Irish Blue Cheeses – Cashel Blue, Crozier Blue and Bellingham Blue
“Even if you hate blue cheese because it’s mold, or love it, also because it’s mold, this sucker [Cashel Blue] unites everyone. Unlike other blues that can be “too salty and spicy” or “mild and buttermilky”, this one “balances tangy buttermilk richness with spicy blue veins — a decadent salty-sweet cream treat”. It’s killer when eaten alongside strawberry preserves, though we don’t recommend doing so in a bathtub. Respect yourself.”Rachel Freeman, writing on Thrillist blog
The best known Irish blue cheese is Cashel Blue, named after a medieval castle, the Rock of Cashel, and first made by the Grubb family in 1984 from cows’ milk at their farm in southern Ireland, not far from Tipperary. It’s good for all the same things that its English and Italian counterparts are: crumbled into salads, melted on steak, or in broccoli or celery soup. It’s mellower and usually less expensive. Diana Henry (in Roast Figs, Sugar Snow) serves hers as part of a salad of pears and hazelnuts.
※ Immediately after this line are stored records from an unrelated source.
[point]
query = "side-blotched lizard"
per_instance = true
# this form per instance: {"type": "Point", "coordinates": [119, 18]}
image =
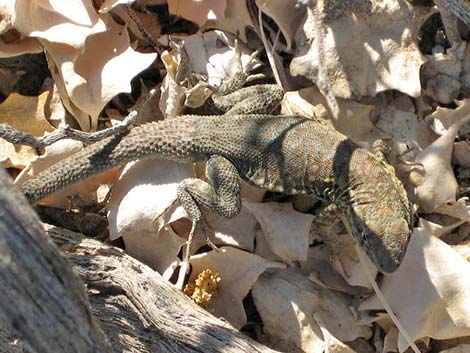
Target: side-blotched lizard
{"type": "Point", "coordinates": [288, 154]}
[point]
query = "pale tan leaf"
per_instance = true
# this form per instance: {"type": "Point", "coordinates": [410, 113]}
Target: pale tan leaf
{"type": "Point", "coordinates": [28, 115]}
{"type": "Point", "coordinates": [287, 14]}
{"type": "Point", "coordinates": [145, 190]}
{"type": "Point", "coordinates": [389, 58]}
{"type": "Point", "coordinates": [198, 11]}
{"type": "Point", "coordinates": [85, 190]}
{"type": "Point", "coordinates": [286, 230]}
{"type": "Point", "coordinates": [288, 302]}
{"type": "Point", "coordinates": [238, 271]}
{"type": "Point", "coordinates": [438, 186]}
{"type": "Point", "coordinates": [67, 22]}
{"type": "Point", "coordinates": [429, 291]}
{"type": "Point", "coordinates": [157, 250]}
{"type": "Point", "coordinates": [87, 78]}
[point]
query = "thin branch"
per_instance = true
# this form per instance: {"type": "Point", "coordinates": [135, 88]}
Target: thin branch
{"type": "Point", "coordinates": [39, 143]}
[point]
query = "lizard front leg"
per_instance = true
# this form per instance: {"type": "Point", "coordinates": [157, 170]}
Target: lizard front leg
{"type": "Point", "coordinates": [221, 194]}
{"type": "Point", "coordinates": [323, 226]}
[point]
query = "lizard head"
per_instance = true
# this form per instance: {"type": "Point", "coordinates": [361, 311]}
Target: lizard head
{"type": "Point", "coordinates": [383, 229]}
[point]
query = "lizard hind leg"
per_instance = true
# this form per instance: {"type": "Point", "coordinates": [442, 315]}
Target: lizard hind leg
{"type": "Point", "coordinates": [221, 195]}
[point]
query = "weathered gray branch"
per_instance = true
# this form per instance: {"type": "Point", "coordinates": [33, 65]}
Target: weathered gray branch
{"type": "Point", "coordinates": [42, 301]}
{"type": "Point", "coordinates": [142, 312]}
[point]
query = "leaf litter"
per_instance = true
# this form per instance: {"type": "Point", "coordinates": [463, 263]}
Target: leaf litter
{"type": "Point", "coordinates": [395, 76]}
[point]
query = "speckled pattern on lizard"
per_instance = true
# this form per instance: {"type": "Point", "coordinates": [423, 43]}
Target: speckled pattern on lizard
{"type": "Point", "coordinates": [289, 154]}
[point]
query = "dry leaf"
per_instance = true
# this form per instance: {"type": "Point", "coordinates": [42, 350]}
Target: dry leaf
{"type": "Point", "coordinates": [287, 302]}
{"type": "Point", "coordinates": [238, 271]}
{"type": "Point", "coordinates": [287, 14]}
{"type": "Point", "coordinates": [157, 250]}
{"type": "Point", "coordinates": [438, 186]}
{"type": "Point", "coordinates": [28, 115]}
{"type": "Point", "coordinates": [388, 57]}
{"type": "Point", "coordinates": [198, 11]}
{"type": "Point", "coordinates": [429, 291]}
{"type": "Point", "coordinates": [286, 230]}
{"type": "Point", "coordinates": [145, 190]}
{"type": "Point", "coordinates": [87, 78]}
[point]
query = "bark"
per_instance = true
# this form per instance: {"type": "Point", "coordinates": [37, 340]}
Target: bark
{"type": "Point", "coordinates": [44, 305]}
{"type": "Point", "coordinates": [142, 312]}
{"type": "Point", "coordinates": [41, 300]}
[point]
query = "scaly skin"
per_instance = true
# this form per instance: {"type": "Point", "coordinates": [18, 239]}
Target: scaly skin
{"type": "Point", "coordinates": [289, 154]}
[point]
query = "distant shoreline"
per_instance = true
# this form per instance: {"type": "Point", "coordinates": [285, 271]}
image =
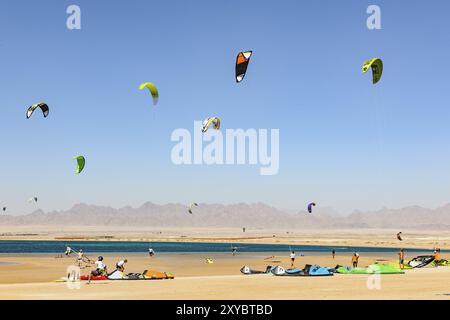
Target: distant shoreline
{"type": "Point", "coordinates": [57, 247]}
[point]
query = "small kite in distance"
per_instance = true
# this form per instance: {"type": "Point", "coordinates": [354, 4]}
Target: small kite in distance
{"type": "Point", "coordinates": [153, 90]}
{"type": "Point", "coordinates": [212, 121]}
{"type": "Point", "coordinates": [43, 106]}
{"type": "Point", "coordinates": [32, 199]}
{"type": "Point", "coordinates": [376, 64]}
{"type": "Point", "coordinates": [81, 162]}
{"type": "Point", "coordinates": [242, 62]}
{"type": "Point", "coordinates": [192, 206]}
{"type": "Point", "coordinates": [312, 204]}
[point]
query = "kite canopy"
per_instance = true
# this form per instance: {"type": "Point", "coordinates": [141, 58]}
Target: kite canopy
{"type": "Point", "coordinates": [43, 106]}
{"type": "Point", "coordinates": [214, 121]}
{"type": "Point", "coordinates": [312, 204]}
{"type": "Point", "coordinates": [376, 64]}
{"type": "Point", "coordinates": [192, 206]}
{"type": "Point", "coordinates": [81, 161]}
{"type": "Point", "coordinates": [242, 62]}
{"type": "Point", "coordinates": [153, 90]}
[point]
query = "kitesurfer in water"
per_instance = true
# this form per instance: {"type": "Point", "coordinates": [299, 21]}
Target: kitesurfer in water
{"type": "Point", "coordinates": [121, 265]}
{"type": "Point", "coordinates": [401, 258]}
{"type": "Point", "coordinates": [292, 255]}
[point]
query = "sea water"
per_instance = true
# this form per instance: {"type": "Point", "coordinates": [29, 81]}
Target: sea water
{"type": "Point", "coordinates": [59, 247]}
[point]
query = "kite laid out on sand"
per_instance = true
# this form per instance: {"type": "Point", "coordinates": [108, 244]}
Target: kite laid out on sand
{"type": "Point", "coordinates": [192, 207]}
{"type": "Point", "coordinates": [81, 162]}
{"type": "Point", "coordinates": [212, 121]}
{"type": "Point", "coordinates": [376, 64]}
{"type": "Point", "coordinates": [242, 62]}
{"type": "Point", "coordinates": [312, 204]}
{"type": "Point", "coordinates": [42, 106]}
{"type": "Point", "coordinates": [153, 90]}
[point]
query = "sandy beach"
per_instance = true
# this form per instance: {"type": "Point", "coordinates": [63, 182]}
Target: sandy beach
{"type": "Point", "coordinates": [33, 277]}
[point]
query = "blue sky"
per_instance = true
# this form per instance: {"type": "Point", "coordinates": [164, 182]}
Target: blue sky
{"type": "Point", "coordinates": [344, 143]}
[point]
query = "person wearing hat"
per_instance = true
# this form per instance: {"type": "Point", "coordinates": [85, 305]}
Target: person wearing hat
{"type": "Point", "coordinates": [100, 268]}
{"type": "Point", "coordinates": [121, 265]}
{"type": "Point", "coordinates": [80, 257]}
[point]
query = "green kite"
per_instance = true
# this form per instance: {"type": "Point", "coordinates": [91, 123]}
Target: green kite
{"type": "Point", "coordinates": [81, 161]}
{"type": "Point", "coordinates": [376, 64]}
{"type": "Point", "coordinates": [153, 90]}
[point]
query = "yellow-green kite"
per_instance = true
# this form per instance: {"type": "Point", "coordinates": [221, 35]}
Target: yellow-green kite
{"type": "Point", "coordinates": [153, 90]}
{"type": "Point", "coordinates": [376, 64]}
{"type": "Point", "coordinates": [212, 121]}
{"type": "Point", "coordinates": [81, 161]}
{"type": "Point", "coordinates": [42, 106]}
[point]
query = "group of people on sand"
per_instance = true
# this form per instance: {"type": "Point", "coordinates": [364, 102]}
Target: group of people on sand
{"type": "Point", "coordinates": [100, 266]}
{"type": "Point", "coordinates": [101, 269]}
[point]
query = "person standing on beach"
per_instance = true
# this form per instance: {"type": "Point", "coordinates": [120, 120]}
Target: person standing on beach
{"type": "Point", "coordinates": [292, 255]}
{"type": "Point", "coordinates": [68, 251]}
{"type": "Point", "coordinates": [355, 260]}
{"type": "Point", "coordinates": [437, 256]}
{"type": "Point", "coordinates": [401, 258]}
{"type": "Point", "coordinates": [80, 257]}
{"type": "Point", "coordinates": [121, 265]}
{"type": "Point", "coordinates": [100, 268]}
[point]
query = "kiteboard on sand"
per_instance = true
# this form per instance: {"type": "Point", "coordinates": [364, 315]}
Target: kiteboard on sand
{"type": "Point", "coordinates": [118, 275]}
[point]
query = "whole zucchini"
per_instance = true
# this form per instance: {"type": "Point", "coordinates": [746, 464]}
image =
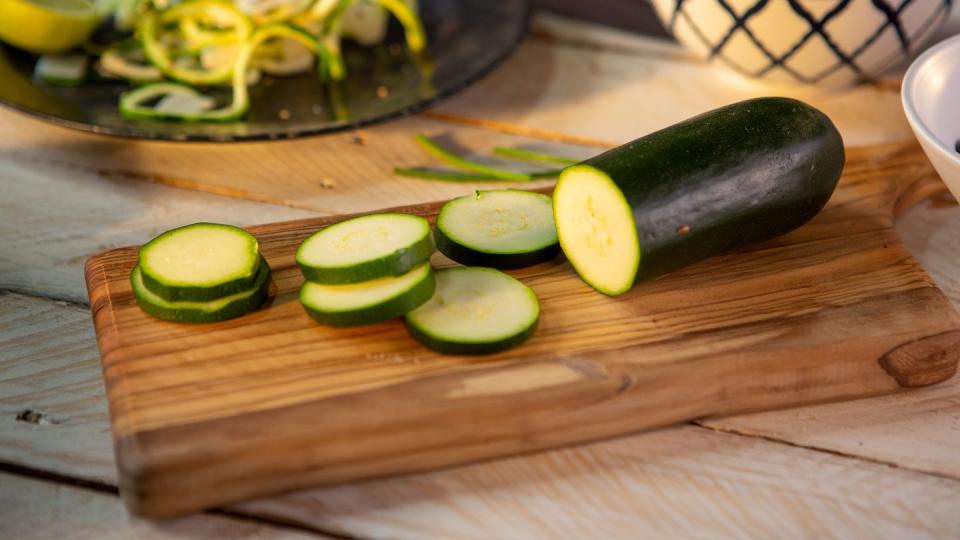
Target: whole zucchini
{"type": "Point", "coordinates": [739, 174]}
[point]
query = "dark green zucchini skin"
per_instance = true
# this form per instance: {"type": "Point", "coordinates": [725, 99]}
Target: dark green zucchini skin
{"type": "Point", "coordinates": [740, 174]}
{"type": "Point", "coordinates": [504, 261]}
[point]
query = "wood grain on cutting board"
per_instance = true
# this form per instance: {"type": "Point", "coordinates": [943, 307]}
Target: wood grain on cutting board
{"type": "Point", "coordinates": [204, 415]}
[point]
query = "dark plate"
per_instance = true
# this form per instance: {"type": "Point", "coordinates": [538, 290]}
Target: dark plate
{"type": "Point", "coordinates": [467, 38]}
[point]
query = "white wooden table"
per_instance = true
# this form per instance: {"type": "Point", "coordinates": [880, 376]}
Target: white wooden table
{"type": "Point", "coordinates": [875, 468]}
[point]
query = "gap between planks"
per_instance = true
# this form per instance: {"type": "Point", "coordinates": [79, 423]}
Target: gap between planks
{"type": "Point", "coordinates": [703, 424]}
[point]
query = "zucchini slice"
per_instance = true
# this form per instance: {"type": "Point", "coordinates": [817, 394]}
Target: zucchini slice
{"type": "Point", "coordinates": [365, 248]}
{"type": "Point", "coordinates": [740, 174]}
{"type": "Point", "coordinates": [220, 309]}
{"type": "Point", "coordinates": [200, 262]}
{"type": "Point", "coordinates": [369, 302]}
{"type": "Point", "coordinates": [475, 311]}
{"type": "Point", "coordinates": [506, 228]}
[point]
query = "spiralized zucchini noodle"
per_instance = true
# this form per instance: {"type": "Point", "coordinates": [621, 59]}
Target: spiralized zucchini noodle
{"type": "Point", "coordinates": [175, 50]}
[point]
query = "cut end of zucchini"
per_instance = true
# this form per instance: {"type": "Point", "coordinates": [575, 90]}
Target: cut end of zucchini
{"type": "Point", "coordinates": [475, 311]}
{"type": "Point", "coordinates": [202, 255]}
{"type": "Point", "coordinates": [368, 302]}
{"type": "Point", "coordinates": [596, 229]}
{"type": "Point", "coordinates": [366, 248]}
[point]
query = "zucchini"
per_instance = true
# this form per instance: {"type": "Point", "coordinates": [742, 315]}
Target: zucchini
{"type": "Point", "coordinates": [220, 309]}
{"type": "Point", "coordinates": [369, 302]}
{"type": "Point", "coordinates": [200, 262]}
{"type": "Point", "coordinates": [64, 69]}
{"type": "Point", "coordinates": [506, 228]}
{"type": "Point", "coordinates": [475, 311]}
{"type": "Point", "coordinates": [740, 174]}
{"type": "Point", "coordinates": [365, 248]}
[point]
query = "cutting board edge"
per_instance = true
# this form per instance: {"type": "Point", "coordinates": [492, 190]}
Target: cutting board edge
{"type": "Point", "coordinates": [146, 481]}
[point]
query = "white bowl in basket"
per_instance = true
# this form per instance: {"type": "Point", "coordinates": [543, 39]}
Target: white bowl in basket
{"type": "Point", "coordinates": [931, 101]}
{"type": "Point", "coordinates": [829, 43]}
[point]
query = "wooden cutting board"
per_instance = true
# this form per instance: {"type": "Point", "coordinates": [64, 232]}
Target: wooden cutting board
{"type": "Point", "coordinates": [210, 414]}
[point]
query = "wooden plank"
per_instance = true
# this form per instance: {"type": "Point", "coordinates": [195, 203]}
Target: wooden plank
{"type": "Point", "coordinates": [201, 416]}
{"type": "Point", "coordinates": [632, 85]}
{"type": "Point", "coordinates": [920, 431]}
{"type": "Point", "coordinates": [39, 510]}
{"type": "Point", "coordinates": [52, 218]}
{"type": "Point", "coordinates": [676, 482]}
{"type": "Point", "coordinates": [52, 413]}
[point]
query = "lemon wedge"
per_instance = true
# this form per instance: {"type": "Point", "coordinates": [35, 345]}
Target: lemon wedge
{"type": "Point", "coordinates": [46, 26]}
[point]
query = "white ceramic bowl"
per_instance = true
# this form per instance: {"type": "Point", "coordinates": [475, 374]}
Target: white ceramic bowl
{"type": "Point", "coordinates": [931, 100]}
{"type": "Point", "coordinates": [829, 43]}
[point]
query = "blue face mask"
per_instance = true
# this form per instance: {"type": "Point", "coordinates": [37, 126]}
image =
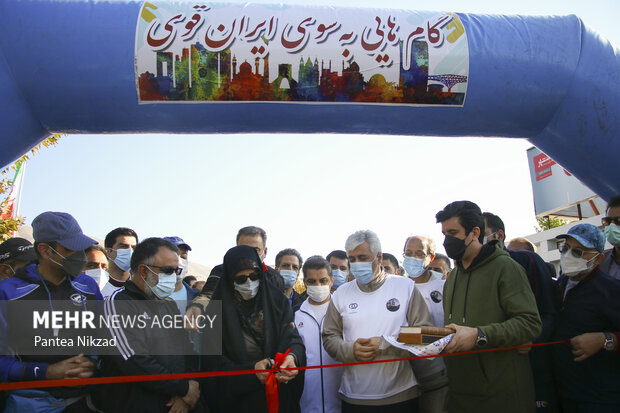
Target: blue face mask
{"type": "Point", "coordinates": [340, 277]}
{"type": "Point", "coordinates": [289, 276]}
{"type": "Point", "coordinates": [123, 259]}
{"type": "Point", "coordinates": [362, 271]}
{"type": "Point", "coordinates": [414, 266]}
{"type": "Point", "coordinates": [165, 285]}
{"type": "Point", "coordinates": [612, 232]}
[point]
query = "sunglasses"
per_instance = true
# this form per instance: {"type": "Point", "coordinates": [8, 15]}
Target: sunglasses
{"type": "Point", "coordinates": [607, 221]}
{"type": "Point", "coordinates": [168, 270]}
{"type": "Point", "coordinates": [577, 252]}
{"type": "Point", "coordinates": [240, 279]}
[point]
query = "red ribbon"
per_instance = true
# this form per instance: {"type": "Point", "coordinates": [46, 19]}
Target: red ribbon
{"type": "Point", "coordinates": [37, 384]}
{"type": "Point", "coordinates": [272, 385]}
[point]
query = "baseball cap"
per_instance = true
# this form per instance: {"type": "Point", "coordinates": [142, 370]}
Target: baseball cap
{"type": "Point", "coordinates": [178, 241]}
{"type": "Point", "coordinates": [587, 235]}
{"type": "Point", "coordinates": [62, 228]}
{"type": "Point", "coordinates": [17, 249]}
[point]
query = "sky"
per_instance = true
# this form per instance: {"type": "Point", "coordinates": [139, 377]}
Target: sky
{"type": "Point", "coordinates": [309, 192]}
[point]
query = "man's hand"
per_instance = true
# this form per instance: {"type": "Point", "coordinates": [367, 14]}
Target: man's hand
{"type": "Point", "coordinates": [366, 349]}
{"type": "Point", "coordinates": [464, 339]}
{"type": "Point", "coordinates": [587, 345]}
{"type": "Point", "coordinates": [76, 367]}
{"type": "Point", "coordinates": [177, 405]}
{"type": "Point", "coordinates": [191, 315]}
{"type": "Point", "coordinates": [262, 365]}
{"type": "Point", "coordinates": [284, 376]}
{"type": "Point", "coordinates": [193, 394]}
{"type": "Point", "coordinates": [525, 350]}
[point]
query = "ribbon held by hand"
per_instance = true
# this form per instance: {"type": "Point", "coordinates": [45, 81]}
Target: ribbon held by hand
{"type": "Point", "coordinates": [272, 386]}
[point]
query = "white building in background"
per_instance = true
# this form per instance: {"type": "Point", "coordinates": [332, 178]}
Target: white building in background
{"type": "Point", "coordinates": [558, 194]}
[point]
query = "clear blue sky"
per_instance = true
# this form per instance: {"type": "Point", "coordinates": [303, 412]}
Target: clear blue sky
{"type": "Point", "coordinates": [308, 192]}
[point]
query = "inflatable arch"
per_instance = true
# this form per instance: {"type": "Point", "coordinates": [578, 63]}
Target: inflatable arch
{"type": "Point", "coordinates": [130, 67]}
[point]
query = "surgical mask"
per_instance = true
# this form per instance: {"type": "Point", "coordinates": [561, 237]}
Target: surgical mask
{"type": "Point", "coordinates": [165, 284]}
{"type": "Point", "coordinates": [248, 289]}
{"type": "Point", "coordinates": [455, 247]}
{"type": "Point", "coordinates": [573, 266]}
{"type": "Point", "coordinates": [485, 239]}
{"type": "Point", "coordinates": [100, 275]}
{"type": "Point", "coordinates": [123, 258]}
{"type": "Point", "coordinates": [183, 263]}
{"type": "Point", "coordinates": [318, 293]}
{"type": "Point", "coordinates": [340, 277]}
{"type": "Point", "coordinates": [12, 270]}
{"type": "Point", "coordinates": [289, 276]}
{"type": "Point", "coordinates": [362, 271]}
{"type": "Point", "coordinates": [73, 264]}
{"type": "Point", "coordinates": [612, 232]}
{"type": "Point", "coordinates": [414, 266]}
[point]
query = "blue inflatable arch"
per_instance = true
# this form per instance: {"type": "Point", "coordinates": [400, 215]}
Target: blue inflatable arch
{"type": "Point", "coordinates": [69, 67]}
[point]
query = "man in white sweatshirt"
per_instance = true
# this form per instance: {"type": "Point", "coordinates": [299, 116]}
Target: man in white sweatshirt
{"type": "Point", "coordinates": [359, 314]}
{"type": "Point", "coordinates": [321, 385]}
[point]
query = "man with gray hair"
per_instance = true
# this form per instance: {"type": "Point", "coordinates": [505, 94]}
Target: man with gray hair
{"type": "Point", "coordinates": [359, 314]}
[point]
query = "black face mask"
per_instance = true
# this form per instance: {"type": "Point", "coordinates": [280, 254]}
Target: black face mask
{"type": "Point", "coordinates": [73, 264]}
{"type": "Point", "coordinates": [455, 247]}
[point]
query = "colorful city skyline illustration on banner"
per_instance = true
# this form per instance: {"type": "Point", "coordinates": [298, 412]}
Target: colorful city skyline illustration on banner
{"type": "Point", "coordinates": [206, 52]}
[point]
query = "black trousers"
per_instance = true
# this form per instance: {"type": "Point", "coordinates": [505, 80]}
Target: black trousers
{"type": "Point", "coordinates": [408, 406]}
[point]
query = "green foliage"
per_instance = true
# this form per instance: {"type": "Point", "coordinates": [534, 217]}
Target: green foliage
{"type": "Point", "coordinates": [8, 226]}
{"type": "Point", "coordinates": [546, 223]}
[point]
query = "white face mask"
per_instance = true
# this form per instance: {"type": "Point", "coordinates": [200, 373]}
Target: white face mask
{"type": "Point", "coordinates": [573, 266]}
{"type": "Point", "coordinates": [183, 263]}
{"type": "Point", "coordinates": [248, 289]}
{"type": "Point", "coordinates": [318, 293]}
{"type": "Point", "coordinates": [414, 266]}
{"type": "Point", "coordinates": [100, 275]}
{"type": "Point", "coordinates": [123, 258]}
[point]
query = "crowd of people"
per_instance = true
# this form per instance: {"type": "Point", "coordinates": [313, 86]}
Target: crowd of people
{"type": "Point", "coordinates": [533, 340]}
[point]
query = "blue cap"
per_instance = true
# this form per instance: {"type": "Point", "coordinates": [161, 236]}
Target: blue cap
{"type": "Point", "coordinates": [62, 228]}
{"type": "Point", "coordinates": [587, 235]}
{"type": "Point", "coordinates": [178, 241]}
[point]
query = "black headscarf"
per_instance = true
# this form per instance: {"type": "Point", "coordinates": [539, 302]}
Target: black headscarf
{"type": "Point", "coordinates": [250, 312]}
{"type": "Point", "coordinates": [246, 393]}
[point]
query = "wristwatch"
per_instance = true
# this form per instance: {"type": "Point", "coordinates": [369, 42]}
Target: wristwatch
{"type": "Point", "coordinates": [481, 341]}
{"type": "Point", "coordinates": [609, 342]}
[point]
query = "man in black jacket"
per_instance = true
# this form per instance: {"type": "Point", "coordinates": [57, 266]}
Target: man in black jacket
{"type": "Point", "coordinates": [144, 351]}
{"type": "Point", "coordinates": [542, 286]}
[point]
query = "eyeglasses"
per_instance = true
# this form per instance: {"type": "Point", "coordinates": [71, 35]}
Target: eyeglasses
{"type": "Point", "coordinates": [607, 221]}
{"type": "Point", "coordinates": [240, 279]}
{"type": "Point", "coordinates": [417, 254]}
{"type": "Point", "coordinates": [168, 269]}
{"type": "Point", "coordinates": [577, 252]}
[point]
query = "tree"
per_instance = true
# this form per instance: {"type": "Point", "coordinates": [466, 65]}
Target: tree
{"type": "Point", "coordinates": [8, 224]}
{"type": "Point", "coordinates": [546, 223]}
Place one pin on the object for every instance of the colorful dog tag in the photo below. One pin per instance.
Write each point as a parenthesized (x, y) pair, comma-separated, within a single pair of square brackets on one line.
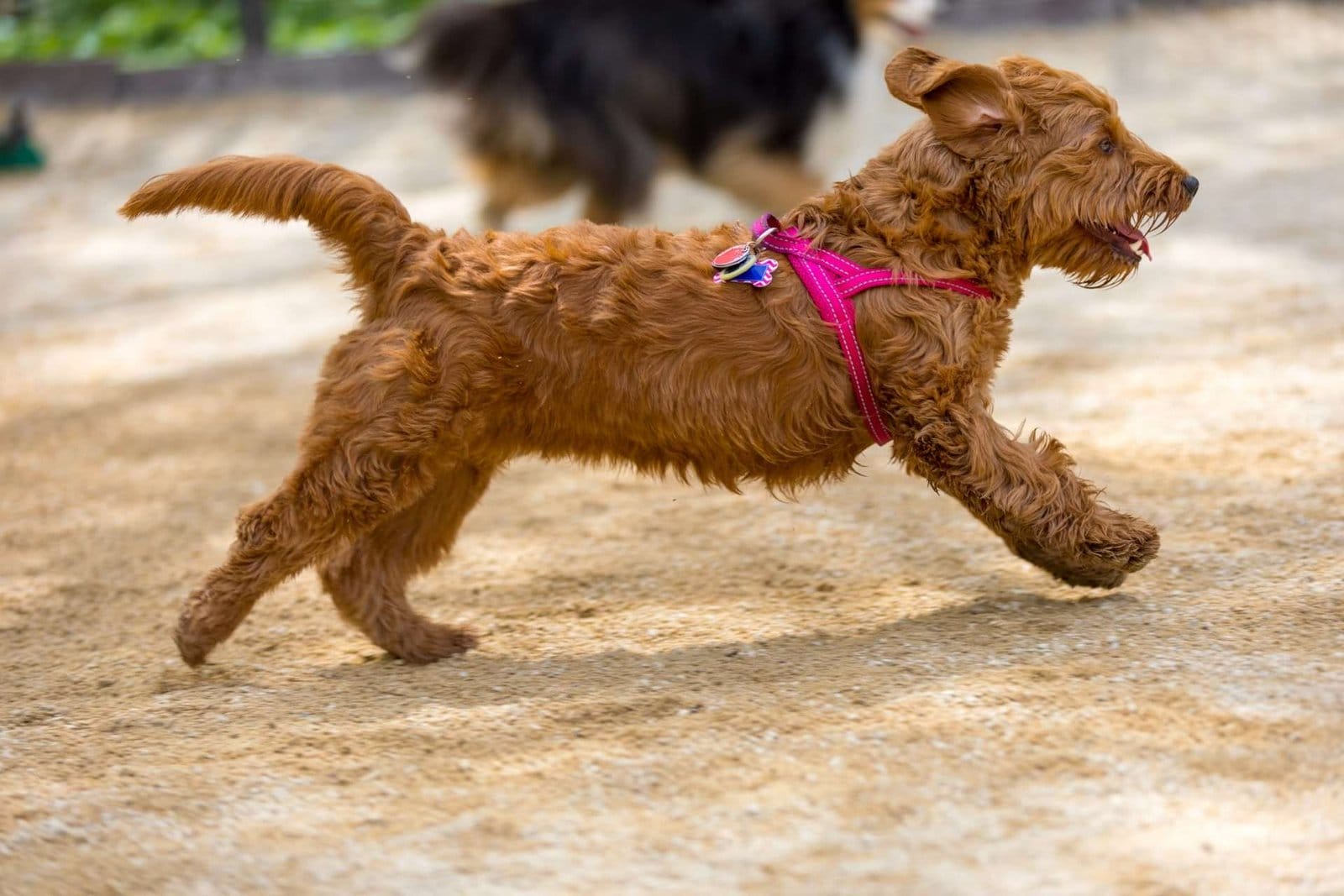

Crozier Blue is also made by the Grubbs, but from ewe’s milk. It’s similar to Roquefort in taste, creamy/crumbly… a little peppery. It’s good in quiches or stirred into a risotto (with mushrooms or broccoli or bacon… or all three), or on a pizza, or just simply, with a pear.
Bellingham Blue is made further north, near Louth, from a herd of Friesan cows. It’s a wonderful cheese which has deservedly won a battery of awards including:
- Silver Medal at the Blas na hEireann Awards 2012
- Gold Medal British Cheese Awards 2011
- Supreme Irish Champion 2010 – Irish Cheese Awards
- World Cheese Awards 2008 – Silver Medal
It’s good for all the uses listed above, and also for stuffing chicken breasts, in soufflés, or in salads with pecans. You can get it at Tesco, or online at Sheridan’s cheesemongers.
Fortnum and Mason recommends serving blue cheese with walnut wafers.